Proof. Let $x \in \mathcal{H}$. We aim to decompose $x = x_1 + x_2$ with $x_1 \in M$ and $x_2 \in M^{\perp}$. First, we define $K := x - M$. Since $M$ is closed, so is $K$. Furthermore $K$ is convex. By a lemma there exists a unique $x_2 \in K$ such that $\| x_2 \| = \inf_{y \in K} \| y \|$. By definition of $K$ there exists some $x_1 \in M$ such that $x_2 = x - x_1$.
It now remains to show that $x_2 \in M^{\perp}$. Let $y \in M \setminus \{0\}$ be arbitrary. Then, $\| x_2 \|^2 \le \| x_2 - \lambda y \|^2$ holds for all $\lambda \in \mathbb{K}$ since $x_2 - \lambda y \in K - M = K$. Choosing $\lambda := \dfrac{\langle x_2, y \rangle}{\langle y, y, \rangle}$ we obtain \begin{equation*} 0 \le \left \| x_2 - \frac{\langle x_2, y \rangle}{\langle y, y, \rangle} y \|^2 - \| x_2 \right\|^2 = - \frac{| \langle x_2, y \rangle |^2}{\langle y, y \rangle} \le 0, \end{equation*} implying $\langle x_2, y \rangle = 0$. $\square$
My Questions
I want to draw this to get a “better feeling of what is done in this proof”. Let $\mathcal{H} := \mathbb{R}^3$ and $M := \text{span}((a,b,c))$ be a line. Then we have $M^{\perp} = \{ (x,y,z): ax + by + cz = 0 \}$ is a plane. Now let $x = (u,v,w)$ be the arbitrary vector from the beginning the proof, which should not be in $M$ or $M^{\perp}$, to avoid the trivial case $x_1 = 0$ or $x_2 = 0$.
So: How can I calculate $K$ and $x_2$? And what is the geometric intuition of choosing $\lambda$ that way?

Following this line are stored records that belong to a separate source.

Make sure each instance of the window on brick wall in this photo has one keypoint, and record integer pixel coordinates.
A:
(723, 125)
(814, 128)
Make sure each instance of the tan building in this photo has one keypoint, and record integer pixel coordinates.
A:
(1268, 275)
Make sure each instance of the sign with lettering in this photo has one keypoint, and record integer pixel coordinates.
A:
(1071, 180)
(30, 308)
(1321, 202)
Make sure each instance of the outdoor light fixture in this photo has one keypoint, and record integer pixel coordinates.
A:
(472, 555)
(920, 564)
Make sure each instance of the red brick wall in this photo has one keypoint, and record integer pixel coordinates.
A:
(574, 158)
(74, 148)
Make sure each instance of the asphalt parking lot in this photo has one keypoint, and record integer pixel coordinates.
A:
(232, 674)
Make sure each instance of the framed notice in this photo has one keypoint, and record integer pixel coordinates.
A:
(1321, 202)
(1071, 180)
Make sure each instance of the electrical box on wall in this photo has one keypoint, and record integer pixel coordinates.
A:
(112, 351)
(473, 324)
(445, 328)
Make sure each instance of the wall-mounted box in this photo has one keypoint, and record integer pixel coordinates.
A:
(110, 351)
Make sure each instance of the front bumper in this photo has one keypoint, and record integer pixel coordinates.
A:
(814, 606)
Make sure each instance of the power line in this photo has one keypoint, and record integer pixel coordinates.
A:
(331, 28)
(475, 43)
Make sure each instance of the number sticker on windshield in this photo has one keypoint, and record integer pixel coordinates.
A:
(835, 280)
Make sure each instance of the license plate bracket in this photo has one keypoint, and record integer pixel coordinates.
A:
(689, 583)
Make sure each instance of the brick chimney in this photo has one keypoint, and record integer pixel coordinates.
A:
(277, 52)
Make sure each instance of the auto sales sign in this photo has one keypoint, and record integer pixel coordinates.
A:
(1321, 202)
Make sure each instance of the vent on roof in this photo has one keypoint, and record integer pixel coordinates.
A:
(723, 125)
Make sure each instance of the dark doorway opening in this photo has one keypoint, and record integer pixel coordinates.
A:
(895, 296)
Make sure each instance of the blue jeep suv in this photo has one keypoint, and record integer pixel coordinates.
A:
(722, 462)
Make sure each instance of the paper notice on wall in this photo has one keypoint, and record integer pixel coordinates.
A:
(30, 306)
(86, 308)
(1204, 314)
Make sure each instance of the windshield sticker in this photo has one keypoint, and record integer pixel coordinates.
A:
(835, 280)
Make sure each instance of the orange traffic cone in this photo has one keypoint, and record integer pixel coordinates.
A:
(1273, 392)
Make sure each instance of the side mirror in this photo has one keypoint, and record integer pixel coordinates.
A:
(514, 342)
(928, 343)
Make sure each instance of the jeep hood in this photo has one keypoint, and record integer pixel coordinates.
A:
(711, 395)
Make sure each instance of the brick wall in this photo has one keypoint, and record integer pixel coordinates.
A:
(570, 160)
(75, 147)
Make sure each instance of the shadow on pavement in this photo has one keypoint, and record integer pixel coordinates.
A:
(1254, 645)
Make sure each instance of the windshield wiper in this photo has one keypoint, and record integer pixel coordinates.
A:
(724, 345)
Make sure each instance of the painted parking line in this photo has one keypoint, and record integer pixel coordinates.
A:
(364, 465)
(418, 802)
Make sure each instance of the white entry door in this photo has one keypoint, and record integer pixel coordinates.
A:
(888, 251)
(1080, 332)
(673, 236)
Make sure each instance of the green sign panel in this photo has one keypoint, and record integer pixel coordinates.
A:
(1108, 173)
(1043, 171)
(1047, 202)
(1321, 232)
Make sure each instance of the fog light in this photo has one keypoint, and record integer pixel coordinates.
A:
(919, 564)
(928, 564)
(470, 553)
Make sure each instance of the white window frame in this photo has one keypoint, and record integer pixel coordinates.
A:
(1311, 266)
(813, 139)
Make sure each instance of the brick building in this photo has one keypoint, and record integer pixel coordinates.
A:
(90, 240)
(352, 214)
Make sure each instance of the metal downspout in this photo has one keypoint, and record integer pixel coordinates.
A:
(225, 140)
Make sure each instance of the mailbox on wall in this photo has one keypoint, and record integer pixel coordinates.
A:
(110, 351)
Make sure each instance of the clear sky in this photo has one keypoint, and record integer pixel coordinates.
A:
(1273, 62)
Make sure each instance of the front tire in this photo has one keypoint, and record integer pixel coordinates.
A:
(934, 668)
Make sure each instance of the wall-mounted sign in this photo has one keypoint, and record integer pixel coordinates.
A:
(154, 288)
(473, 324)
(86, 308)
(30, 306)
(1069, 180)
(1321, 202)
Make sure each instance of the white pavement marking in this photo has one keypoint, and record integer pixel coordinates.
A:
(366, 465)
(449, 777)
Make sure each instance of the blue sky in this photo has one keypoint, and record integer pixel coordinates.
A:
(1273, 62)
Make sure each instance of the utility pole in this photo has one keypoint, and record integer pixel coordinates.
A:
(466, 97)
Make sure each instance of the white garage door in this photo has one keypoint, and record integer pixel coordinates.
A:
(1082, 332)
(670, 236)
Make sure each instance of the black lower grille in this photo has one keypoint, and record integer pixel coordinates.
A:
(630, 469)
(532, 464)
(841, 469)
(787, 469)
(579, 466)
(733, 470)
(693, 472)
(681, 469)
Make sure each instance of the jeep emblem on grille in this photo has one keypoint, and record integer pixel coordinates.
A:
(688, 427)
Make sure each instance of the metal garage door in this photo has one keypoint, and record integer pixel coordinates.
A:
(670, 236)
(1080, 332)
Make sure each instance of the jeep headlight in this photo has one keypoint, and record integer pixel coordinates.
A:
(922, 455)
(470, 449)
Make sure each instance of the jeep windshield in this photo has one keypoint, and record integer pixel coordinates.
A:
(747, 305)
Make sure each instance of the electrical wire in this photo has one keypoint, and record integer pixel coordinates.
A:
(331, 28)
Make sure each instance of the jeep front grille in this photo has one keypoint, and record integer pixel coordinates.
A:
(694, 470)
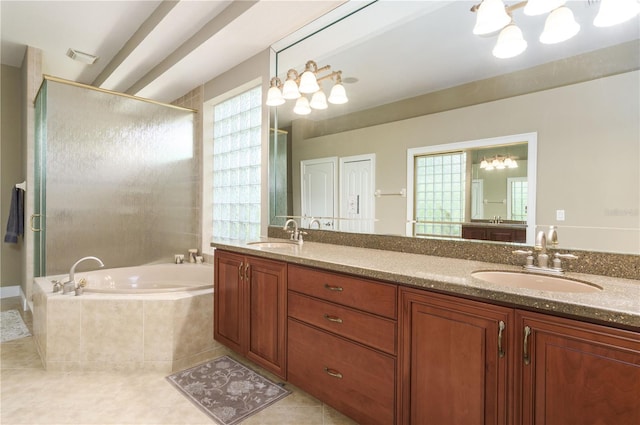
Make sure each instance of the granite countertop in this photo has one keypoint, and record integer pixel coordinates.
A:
(618, 304)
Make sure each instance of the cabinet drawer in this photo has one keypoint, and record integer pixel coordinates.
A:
(355, 380)
(365, 328)
(367, 295)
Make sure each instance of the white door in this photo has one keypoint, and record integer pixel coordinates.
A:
(357, 201)
(319, 191)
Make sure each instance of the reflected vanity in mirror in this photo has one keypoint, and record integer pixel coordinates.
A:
(416, 77)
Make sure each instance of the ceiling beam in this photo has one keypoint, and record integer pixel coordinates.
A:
(228, 15)
(138, 37)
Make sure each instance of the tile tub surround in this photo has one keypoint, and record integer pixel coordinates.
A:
(618, 304)
(94, 332)
(626, 266)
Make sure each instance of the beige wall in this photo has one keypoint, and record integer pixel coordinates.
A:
(588, 156)
(11, 169)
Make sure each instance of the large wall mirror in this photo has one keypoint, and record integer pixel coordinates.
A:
(417, 77)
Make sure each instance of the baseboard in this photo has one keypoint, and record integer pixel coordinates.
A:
(10, 291)
(15, 291)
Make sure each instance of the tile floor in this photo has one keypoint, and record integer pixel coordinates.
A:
(31, 395)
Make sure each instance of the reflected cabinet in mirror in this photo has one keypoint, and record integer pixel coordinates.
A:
(440, 138)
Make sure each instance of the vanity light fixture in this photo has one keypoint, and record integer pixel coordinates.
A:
(494, 16)
(498, 163)
(297, 86)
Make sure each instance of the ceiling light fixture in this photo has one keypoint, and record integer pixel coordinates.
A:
(494, 16)
(82, 56)
(297, 86)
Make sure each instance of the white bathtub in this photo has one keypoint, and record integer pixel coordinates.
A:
(146, 279)
(150, 317)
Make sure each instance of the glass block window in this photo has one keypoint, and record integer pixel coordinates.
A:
(236, 166)
(518, 196)
(439, 194)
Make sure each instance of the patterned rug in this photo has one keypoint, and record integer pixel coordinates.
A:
(226, 390)
(11, 326)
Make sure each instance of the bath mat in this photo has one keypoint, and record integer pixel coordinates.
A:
(226, 390)
(12, 326)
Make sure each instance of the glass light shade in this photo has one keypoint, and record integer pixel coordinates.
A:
(510, 43)
(290, 90)
(492, 17)
(338, 95)
(302, 106)
(319, 100)
(613, 12)
(274, 97)
(308, 83)
(559, 26)
(540, 7)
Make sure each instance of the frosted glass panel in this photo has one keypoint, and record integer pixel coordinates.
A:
(121, 178)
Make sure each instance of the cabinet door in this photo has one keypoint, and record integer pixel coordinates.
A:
(228, 299)
(454, 360)
(577, 373)
(267, 313)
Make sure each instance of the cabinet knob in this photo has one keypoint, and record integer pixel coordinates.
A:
(333, 287)
(333, 318)
(332, 372)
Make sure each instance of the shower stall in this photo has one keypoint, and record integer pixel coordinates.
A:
(117, 177)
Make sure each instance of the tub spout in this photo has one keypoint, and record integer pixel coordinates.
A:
(71, 285)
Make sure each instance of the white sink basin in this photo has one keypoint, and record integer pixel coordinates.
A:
(274, 245)
(535, 281)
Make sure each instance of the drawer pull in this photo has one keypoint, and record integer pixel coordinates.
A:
(500, 331)
(333, 318)
(527, 332)
(333, 288)
(332, 372)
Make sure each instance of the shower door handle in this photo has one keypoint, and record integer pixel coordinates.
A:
(31, 222)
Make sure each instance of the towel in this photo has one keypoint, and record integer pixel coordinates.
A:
(15, 224)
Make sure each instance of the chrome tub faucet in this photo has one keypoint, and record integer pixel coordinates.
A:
(71, 284)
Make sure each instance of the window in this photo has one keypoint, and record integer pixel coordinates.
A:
(439, 194)
(237, 166)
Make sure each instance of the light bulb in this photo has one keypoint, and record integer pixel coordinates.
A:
(510, 43)
(319, 100)
(559, 26)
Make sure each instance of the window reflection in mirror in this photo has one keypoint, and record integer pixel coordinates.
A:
(479, 189)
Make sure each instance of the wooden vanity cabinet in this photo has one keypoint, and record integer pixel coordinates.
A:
(250, 308)
(571, 372)
(342, 342)
(454, 360)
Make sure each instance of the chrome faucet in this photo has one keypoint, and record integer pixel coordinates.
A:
(295, 233)
(71, 285)
(542, 239)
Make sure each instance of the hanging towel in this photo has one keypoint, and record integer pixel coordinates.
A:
(15, 224)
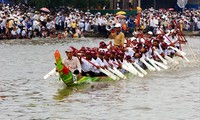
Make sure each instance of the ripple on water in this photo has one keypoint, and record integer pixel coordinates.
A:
(172, 94)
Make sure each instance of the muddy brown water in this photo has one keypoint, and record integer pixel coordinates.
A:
(172, 94)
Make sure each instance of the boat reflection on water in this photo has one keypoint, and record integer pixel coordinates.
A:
(81, 88)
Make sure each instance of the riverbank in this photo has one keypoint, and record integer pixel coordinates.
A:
(91, 36)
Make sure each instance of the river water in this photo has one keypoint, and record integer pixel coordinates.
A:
(172, 94)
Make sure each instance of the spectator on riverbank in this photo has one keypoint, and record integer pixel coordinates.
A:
(20, 21)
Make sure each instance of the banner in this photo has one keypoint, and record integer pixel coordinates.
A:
(182, 3)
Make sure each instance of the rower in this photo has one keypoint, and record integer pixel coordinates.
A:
(72, 62)
(118, 36)
(87, 67)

Put $m=(a,b,c)$. The set $K$ is a copy of a set $-M$ shifted by $x$, that is $K=\{x-\mu m:\mu\in\Bbb R\}$ is a line. By the definition, $x_2$ is a point of $K$ closest to the origin $O=(0,0,0)$. Looking at the plane spanned by $O$ and $K$, we see that $x_2$ is the base of the altitude dropped from $O$ to $K$, that is $x_2\in K$ and $\langle x_2, m\rangle=0$. Thus $x_2=x-\mu m=(u,v,w)-\mu (a,b,c)$, with $\mu=\tfrac{ua+vb+wc}{a^2+b^2+c^2}=\frac{\langle m,x\rangle}{\|m\|^2} .$
In order to obtain the best from the inequality $\| x_2 \|^2 \le \| x_2 - \lambda y \|^2$ we pick $\lambda$ which minimizes its right hand side. For this we need $x_2 - \lambda y$ be the base of the altitude dropped from $O$ to the line $\{x_2-\lambda y:\lambda\in\Bbb R\}$. Similarly to the above we see that this is attained when $\lambda := \frac{\langle x_2, y \rangle}{\langle y, y, \rangle}$.